Thursday, July 19, 2012

The Big Noir Sewer

"...he'll always be Big Jim to me, because he wrote big." - Stephen King

When I was a kid, mystery/thrillers held about as much fascination for me as romance novels.  I was primarily only familiar with the general banality of what I saw on the book rack at the grocery store.  It certainly wasn't the section that I ran to at the book store.  Admittedly, the crazy illustrations of rocket ships blasting off for worlds unknown in the sci-fi section fell more in line with my comic book reading, but I must admit that it was the horror genre that initially made a heavy reader out of me.  I think it was the hardcover Stephen King books that had been lent to my mother that initially caught my eye.  Poltergeist had petrified me at around six years old or so...but something about those covers remained tantalizing.  Me and horror called it a draw, and I delved in with The Stand.  For a kid, the superflu ranks significantly below "pants shitting scary" than The Shining. (As an adult, whole other story.)

It must've been the movies that convinced me to seek out something in the genre, and it wasn't long before I came to love the term 'hardboiled.'  And that's where I would find Jim Thompson.

I haven't read all of this books.  In fact, I only like to read one every other year or so.  It's the curse of the deceased author: once you've torn through them all, you can't ever read one again for the first time.  The Killer Inside Me and Pop. 1280 remain my favorite Thompson novels, which is sort of odd as their almost the same book about crazy small town lawmen, but while Pop. 1280 has a very comic tone, albeit dark, Killer is just plain ice in the veins psychotic.

Then, I came across a copy of King Blood in a used bookstore. Hardcover. $1.  I knew it's reputation as one of Thompson's later works, but for the price, I had to delve in.

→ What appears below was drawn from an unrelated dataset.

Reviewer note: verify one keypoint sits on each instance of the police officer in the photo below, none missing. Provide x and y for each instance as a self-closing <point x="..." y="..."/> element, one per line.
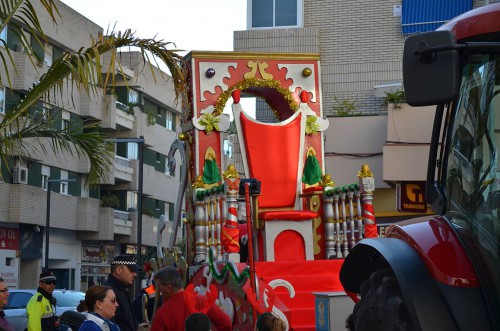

In a nutshell, the King family is a true bunch of sons of bitches. Critch King, a petty hustler, is coming home to the spacious Oklahoma Ranch of his father, Ike King, a landowner of some ill-repute.  The King's are sort of the old West version of the mob: yeah they do underhanded deals and aren't above a quick kill, but there is still a code to uphold. On the way, Critch manages to rob a young lady, who turns out to be part of a killer duo with her sister that she just ran out on, which sets off a sordid chain of events that just keeps getting more sordid as it goes.  (I'd give you more, but you just sort of have to read this upping of the level of darkness' ante for yourself.)

And there's certainly nothing new about that if you're familiar with Thompson's stuff...but...here...well, it just doesn't quite work.  I've racked my brain on what seems to have gone wrong.  The characters are there.  The dialogue is there.  The situation's a little over the top, but not anymore ludicrously so than a lot of other crime novels.  Somewhere along the line, however, it goes from Thompson's usual hardboiled frontier crime drama to strange frontier melodrama.  There's just something silly about what used to be straight up bad ass.  In Thompson's other books, the characters had a certain pathos as they took the express train to hell, but here, there's something a little sappier and dopier about them.  But it's nothing I can pinpoint because, like I said, everything's the same...and yet not the same.

Crime fiction legend James Ellroy wrote the forward to the edition I picked up (definitely not the one pictured above), and he probably put it the best: "It's psychopathic slapstick".  So, that's not to say it's not a fun read, it is, but it's definitely not top of the list or the place to start if delving into the dark world of Jim Thompson.  King Blood is more for a guilty pleasure after you've covered the greats.

(On a side note: In retrospect, it was funny that I eschewed crime fiction for Stephen King only to find out years later what a fan King was of the genre himself.)